If you were to ask me what my favourite strawberry is, I would say, without a doubt, fraises des bois (pronounced fray debwah). Translated as “strawberries of the woods”, and otherwise known as wild or alpine strawberries, fraises des bois are rambling little plants that produce the most amazing fruit.
Due to the whims of the big supermarkets, we seem to have developed an obsession with big fruit, equating size with flavour. In nature, however, the opposite is usually the case. Small fruits tend to be the most flavoursome, and it's certainly the case with fraises des bois.
The strawberries are tiny, just the size of an adult thumbnail or smaller. But wow, do they pack a punch. Just picking them releases an intoxicating strawberry fragrance and the flavour is something else – meltingly rich and intense like a large fruiting strawberry, only better.
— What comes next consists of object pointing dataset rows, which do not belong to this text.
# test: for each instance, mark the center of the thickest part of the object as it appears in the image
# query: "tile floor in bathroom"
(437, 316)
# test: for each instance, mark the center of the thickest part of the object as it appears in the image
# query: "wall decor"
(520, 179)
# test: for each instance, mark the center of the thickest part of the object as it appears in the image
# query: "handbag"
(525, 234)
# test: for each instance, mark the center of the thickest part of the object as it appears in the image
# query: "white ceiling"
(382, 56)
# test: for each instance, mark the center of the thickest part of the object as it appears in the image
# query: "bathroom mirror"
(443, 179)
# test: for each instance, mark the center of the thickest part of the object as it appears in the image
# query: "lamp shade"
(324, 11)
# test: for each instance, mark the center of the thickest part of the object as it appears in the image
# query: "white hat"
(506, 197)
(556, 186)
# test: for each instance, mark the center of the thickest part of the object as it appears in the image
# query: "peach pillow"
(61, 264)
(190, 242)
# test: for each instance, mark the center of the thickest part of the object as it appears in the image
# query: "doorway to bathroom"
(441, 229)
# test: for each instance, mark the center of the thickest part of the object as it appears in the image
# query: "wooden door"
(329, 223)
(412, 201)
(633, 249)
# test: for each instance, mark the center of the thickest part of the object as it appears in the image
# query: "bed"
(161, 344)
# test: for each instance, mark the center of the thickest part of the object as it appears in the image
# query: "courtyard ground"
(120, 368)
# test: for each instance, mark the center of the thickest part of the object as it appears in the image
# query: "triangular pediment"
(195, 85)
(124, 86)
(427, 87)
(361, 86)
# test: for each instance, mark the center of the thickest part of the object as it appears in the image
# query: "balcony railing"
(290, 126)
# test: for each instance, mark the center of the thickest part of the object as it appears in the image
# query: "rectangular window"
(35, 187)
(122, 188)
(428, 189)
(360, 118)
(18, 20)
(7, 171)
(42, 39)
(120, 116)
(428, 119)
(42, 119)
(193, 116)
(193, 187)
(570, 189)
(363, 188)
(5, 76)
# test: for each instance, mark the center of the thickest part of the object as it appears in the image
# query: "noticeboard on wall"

Fraises des bois are so good, that when my four year old boy Fergus saw me carrying a handful of them into the house this afternoon, he nearly tripped over his own feet with excitement.
And as if to prove that the best tasting fruits can be as common as mud, the plants themselves are a sheer doddle to grow. Give them a semi-shaded position protected from the afternoon sun, provide adequate moisture when its dry, and fraises des bois plants will delight in rambling through the garden, covering the ground as they continually send forth runners to colonise new areas. I started with a single runner, given to me by a friend and planted in the shade of a rose bush. Now the ground beneath the entire rose bed is carpeted with fraises des bois plants. They look pretty, flower repeatedly, are untroubled by pests and fruit prolifically – what more can you ask for.
The only downside that I can think of, is that the plants are quite hard to come by in the first place. You might be able to get hold of seed or potted plants from specialist nurseries, but your first port of call might be to check with a food growing friend to see if they grow the plant. If so, I'm sure they happily pot up few runners for you. Then you too can enjoy the flavour of what I consider to be the king of strawberries.